What do you think of the NHS denying Hifu to victims of prostate cancer?
In the U.K., the NHS (National Health Services) has denied Hifu (High Intensity Focused Ultrasound) to victims of prostate cancer.
The U-turn comes despite the research published last month in the European Journal of Urology which found that eight out of 10 men were healthy five years after being treated with Hifu.
That seems like a scary and irrational way to save money. Sounds to me like if more men had that treatment to cure their cancer it would possibly save money on other therapies in the long run. Not to mention the benefits to quality of life.
Also, I like your new avatar! 🙂
Post Prostate Cancer Surgery Problem – Bladder Neck Contracture. Please Help Me.?
I am looking for some information that can help my father in law’s urological problem.
14 months ago he was diagnosed with prostate cancer and underwent High Intensity Focused Ultrasound (HIFU).
His PSA levels have remained very low but he had developed a nasty side effect from the procedure, a bladder neck contracture. It is scar tissue. It makes him leak, and a very proud man very unhappy.
It shuts off his urine passage and puts his kidneys as risk.
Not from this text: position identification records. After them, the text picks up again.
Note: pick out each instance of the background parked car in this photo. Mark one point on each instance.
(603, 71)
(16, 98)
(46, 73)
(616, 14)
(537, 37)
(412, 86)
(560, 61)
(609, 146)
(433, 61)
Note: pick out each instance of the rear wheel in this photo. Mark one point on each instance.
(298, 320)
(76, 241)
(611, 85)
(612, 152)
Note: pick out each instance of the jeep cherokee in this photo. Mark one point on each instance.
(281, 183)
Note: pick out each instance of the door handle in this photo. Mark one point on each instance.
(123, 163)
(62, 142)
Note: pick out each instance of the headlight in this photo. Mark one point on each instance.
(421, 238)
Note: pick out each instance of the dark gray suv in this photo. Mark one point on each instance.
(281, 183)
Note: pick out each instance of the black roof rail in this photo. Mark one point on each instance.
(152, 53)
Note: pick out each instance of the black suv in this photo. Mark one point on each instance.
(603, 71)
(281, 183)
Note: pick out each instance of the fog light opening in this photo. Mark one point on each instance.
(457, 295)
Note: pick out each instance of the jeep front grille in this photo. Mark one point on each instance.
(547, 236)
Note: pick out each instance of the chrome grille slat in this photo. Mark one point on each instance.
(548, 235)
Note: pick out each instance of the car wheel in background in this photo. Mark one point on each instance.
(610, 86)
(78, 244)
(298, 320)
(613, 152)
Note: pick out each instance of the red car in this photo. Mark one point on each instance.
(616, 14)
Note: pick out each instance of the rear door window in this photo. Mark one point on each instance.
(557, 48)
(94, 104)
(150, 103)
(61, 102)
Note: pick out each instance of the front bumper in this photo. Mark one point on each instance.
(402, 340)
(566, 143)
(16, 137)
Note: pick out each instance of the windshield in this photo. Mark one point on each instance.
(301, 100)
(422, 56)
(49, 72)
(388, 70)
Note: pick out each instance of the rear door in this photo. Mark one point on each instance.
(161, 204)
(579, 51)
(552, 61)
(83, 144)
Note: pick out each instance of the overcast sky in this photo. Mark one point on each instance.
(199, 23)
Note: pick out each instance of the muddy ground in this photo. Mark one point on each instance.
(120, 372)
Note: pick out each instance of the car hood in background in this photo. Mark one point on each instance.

He has undergone 3, maybe 4 surgeries called a bladder neck incision, to reopen the obstructing scar tissue. He did fine for about a month or so, but the contracture returned.
My wife and I are at our wits end because he has to wear an indwelling foley catheter all the time now.
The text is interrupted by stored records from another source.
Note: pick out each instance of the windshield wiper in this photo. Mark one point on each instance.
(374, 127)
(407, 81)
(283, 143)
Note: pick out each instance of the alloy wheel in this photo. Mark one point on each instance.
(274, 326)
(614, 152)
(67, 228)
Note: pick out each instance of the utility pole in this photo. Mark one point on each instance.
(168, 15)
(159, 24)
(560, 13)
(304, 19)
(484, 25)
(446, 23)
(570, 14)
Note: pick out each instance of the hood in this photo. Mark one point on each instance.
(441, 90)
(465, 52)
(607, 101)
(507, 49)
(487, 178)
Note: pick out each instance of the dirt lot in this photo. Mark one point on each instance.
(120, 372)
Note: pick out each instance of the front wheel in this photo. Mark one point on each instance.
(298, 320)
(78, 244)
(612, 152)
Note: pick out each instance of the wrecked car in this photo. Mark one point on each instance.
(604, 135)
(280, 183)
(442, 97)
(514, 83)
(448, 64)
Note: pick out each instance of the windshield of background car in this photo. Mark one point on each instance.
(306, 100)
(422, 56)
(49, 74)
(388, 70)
His new urologist is recommending a permanent Urolume prostate stent be placed to keep his bladder neck open. The urologist warned us that it could make him leak urine but that can be fixed later with an artificial sphincter implant. I have read some really nasty things about these online. I just don’t know where we can get help or the information we need to find a better alternative. There just must be something??
My father has gone from an robust, active father and grandfather to a shell of a man.
Depression has set in and drugs barely make a difference. He can’t go on this way. We’ve gone from an easy treatment for his prostate cancer to a living nightmare.
Does anybody have personal experience with this terrible situation and will you share how you handled it? We really need some good advice.
This is a difficult situation. HIFU is a destructive energy source which can leave the affected area with decreased blood supply and prone to scarring. One question that would help clarify the situation a bit is whether he only had transurethral INCISIONS of this bladder neck contracture or if he had a real transurethral RESECTION (removal) of the scar tissue. If he only had bladder neck incisions, then an aggressive transurethral resection would be a reasonable option, recognizing that it places him at high risk of incontinence. I would try to use the Urolume only as a last resort. As you have read, it has a high incidence of complications and is often uncomfortable or downright painful for the person in whom it is placed. Think about where that metal mesh scaffold is placed…right in front of the anus, right where you sit.
If he has already had a good transurethral resection of the scar tissue and it contracted down again, another option is to repeat the resection and have him keep it open by performing self-cath at regular intervals.